Memet ran once again for the position in the 2007 Bekasi regency election. He picked Jejen Sayuti, a politician from the Indonesian Democratic Party of Struggle (PDIP), as his running mate. During his candidacy, Memet bought seventy Yamaha RX King motors for foremans and several cars for chief foremans in Bekasi. Despite his efforts, Memet placed second in the election, with 144,181 votes, and lost to Sa'duddin. Angry PDIP supporters then stormed the regional election commission building, and the pair disputed the results in the supreme court. Memet reportedly spent two billion for the legal process and paid 500 million rupiahs for his lawyers. At the end of his campaign, Memet left behind a debt of Rp40 billion. Memet sold shares in housing and PT Maruta Bumi Putera, but it was still insufficient to settle his debts.

== Death ==
On 21 June 2010, Memet was found dead by a family member at his child's room in his house. Memet was found hanged at the bathroom with a white cable tied around his neck. The chief of criminal service of Bekasi police, Ade Ary Syam Indradi, stated that Memet's body was found with his tongue protruding and signs of sperm and feces release.

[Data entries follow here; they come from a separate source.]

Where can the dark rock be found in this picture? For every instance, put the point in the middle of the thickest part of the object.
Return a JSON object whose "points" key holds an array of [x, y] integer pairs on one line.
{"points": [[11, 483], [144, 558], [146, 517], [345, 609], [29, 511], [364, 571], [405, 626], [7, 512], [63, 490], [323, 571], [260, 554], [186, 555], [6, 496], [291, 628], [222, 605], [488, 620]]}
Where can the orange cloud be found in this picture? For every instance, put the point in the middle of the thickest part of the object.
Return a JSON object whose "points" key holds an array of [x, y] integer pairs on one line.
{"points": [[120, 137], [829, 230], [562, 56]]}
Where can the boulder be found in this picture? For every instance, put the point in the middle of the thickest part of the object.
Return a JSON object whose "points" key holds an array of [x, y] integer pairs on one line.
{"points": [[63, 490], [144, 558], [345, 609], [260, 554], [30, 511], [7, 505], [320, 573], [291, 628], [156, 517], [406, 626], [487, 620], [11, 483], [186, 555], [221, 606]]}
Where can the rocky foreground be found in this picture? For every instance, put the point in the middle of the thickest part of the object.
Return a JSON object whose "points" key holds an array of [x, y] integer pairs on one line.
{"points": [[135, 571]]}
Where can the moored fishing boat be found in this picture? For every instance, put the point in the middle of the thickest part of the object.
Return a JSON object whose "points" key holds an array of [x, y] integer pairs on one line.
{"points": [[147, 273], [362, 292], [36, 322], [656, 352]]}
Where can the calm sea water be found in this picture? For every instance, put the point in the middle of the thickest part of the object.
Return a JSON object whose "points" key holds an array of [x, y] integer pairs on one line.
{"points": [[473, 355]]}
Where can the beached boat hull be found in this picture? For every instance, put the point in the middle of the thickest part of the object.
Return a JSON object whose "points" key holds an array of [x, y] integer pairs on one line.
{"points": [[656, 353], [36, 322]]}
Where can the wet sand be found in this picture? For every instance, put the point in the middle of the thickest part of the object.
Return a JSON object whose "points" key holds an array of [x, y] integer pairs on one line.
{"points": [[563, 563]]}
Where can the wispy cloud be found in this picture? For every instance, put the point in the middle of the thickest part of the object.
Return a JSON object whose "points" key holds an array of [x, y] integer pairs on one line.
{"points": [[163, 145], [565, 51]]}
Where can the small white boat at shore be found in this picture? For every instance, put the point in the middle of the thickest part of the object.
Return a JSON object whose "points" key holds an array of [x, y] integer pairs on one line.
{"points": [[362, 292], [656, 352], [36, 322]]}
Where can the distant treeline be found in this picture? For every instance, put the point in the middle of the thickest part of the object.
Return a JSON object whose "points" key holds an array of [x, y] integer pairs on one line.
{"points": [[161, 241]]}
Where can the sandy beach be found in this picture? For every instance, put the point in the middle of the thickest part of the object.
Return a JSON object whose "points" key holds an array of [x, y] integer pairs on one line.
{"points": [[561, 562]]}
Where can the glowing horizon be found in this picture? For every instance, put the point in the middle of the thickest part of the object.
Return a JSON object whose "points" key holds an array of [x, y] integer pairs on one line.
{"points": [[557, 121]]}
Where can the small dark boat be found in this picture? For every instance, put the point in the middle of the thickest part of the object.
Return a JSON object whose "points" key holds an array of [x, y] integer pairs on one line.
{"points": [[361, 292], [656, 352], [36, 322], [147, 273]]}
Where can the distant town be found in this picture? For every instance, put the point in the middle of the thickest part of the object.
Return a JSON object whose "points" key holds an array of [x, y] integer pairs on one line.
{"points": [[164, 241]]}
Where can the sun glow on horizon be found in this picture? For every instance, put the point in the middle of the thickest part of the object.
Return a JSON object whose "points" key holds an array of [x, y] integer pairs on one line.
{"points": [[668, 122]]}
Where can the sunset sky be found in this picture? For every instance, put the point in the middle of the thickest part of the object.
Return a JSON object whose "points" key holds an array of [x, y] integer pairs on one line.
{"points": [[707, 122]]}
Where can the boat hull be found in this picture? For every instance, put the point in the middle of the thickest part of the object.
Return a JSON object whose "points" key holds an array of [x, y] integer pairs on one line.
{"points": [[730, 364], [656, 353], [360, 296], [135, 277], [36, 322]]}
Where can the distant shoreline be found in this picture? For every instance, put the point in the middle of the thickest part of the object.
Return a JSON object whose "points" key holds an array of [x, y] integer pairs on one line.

His body was immediately brought to the Bekasi regional hospital. Upon further investigation, no signs of violence or foul play were found on the body or at the scene, leading authorities to conclude it was a case of suicide. His body was immediately brought to his birthplace in Cibingbin, Kuningan, where he was buried at the village's public cemetery. Several Bekasi and Kuningan officials, such as Regent of Bekasi Sa'duddin, Mayor of Bekasi Mochtar Mohamad, former regent Suko Martono, Deputy Regent of Kuningan Momon Rochmana, delivered their condolences.

== Personal life ==
Memet was married to Wiwi and had three daughters.